Nataku, you make a lot of great points, too, and I'm really glad to have your advice.  Thank you, everyone!

To begin with, I am NEVER buying another Betta from the location I bought Tian-Tian from. EVER. They never take care of their Bettas and they always look so dagum sick.  

Secondly, I think I've convinced myself NOT to get another Betta right now. Even if I did, I'd rather just get another tank than set myself up for failure with two Bettas in a cramped, divided space. 

 So Tian-Tian will be my only spoiled brat for now. Huzzah.


----------



## dramaqueen (Jul 7, 2008)

Thats probably a good idea.


----------



## Kim (Apr 30, 2008)

I agree. I don't think he'd be too happy if his space was suddenly cut in half, and it also depends on the bettas' temperments whether or not they will be happy in a divided tannk.
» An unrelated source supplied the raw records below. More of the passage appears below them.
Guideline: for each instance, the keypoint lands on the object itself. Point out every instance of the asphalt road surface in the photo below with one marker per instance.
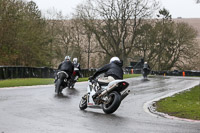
(37, 109)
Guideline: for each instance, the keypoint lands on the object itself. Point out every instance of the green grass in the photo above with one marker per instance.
(183, 105)
(42, 81)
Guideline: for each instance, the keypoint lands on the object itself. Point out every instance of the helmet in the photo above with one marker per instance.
(67, 58)
(114, 59)
(75, 60)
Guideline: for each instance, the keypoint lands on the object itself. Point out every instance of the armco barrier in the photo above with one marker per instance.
(9, 72)
(177, 73)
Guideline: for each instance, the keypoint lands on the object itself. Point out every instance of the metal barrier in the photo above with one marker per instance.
(177, 73)
(7, 72)
(10, 72)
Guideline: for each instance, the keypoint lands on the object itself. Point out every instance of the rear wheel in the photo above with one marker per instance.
(113, 103)
(83, 102)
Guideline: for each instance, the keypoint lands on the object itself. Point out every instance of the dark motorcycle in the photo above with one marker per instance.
(109, 95)
(61, 81)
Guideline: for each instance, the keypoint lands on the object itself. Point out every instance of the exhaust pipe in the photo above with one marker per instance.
(125, 94)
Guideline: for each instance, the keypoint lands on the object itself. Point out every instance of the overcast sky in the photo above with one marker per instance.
(177, 8)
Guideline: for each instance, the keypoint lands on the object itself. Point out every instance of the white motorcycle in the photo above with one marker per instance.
(108, 96)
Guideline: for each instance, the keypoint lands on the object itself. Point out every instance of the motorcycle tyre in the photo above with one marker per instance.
(83, 103)
(114, 105)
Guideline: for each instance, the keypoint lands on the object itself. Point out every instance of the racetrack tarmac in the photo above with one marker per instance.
(37, 109)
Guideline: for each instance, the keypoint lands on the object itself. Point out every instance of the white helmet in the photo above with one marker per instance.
(114, 59)
(75, 60)
(67, 58)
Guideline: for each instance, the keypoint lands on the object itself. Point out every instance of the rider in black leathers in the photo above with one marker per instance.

I have 2 divided tanks (a 10 and a 15 gal) and both are only divided once using plastic craft canvas dividers. They aren't clear, but the fish can sort of see eachother through them up close. The point is, I've had pairs that work out really well (some bettas love it and get more active), and ones that do not (one betta ate half of his fins within just a few hours of being in the divided tank). I've found that a male and a female or two females seem to work out better than 2 males. The females pretty much ignore the other fish, and the males seem to have fun occasionally showing off for a female. However, with 2 males it seems that the stress and aggression levels are just too high unless you have 2 particularly laid-back males. Anyway, I just thought I'd share my experiences on this topic


----------



## TianTian (Apr 14, 2009)

Thanks for your insight, Kim!


----------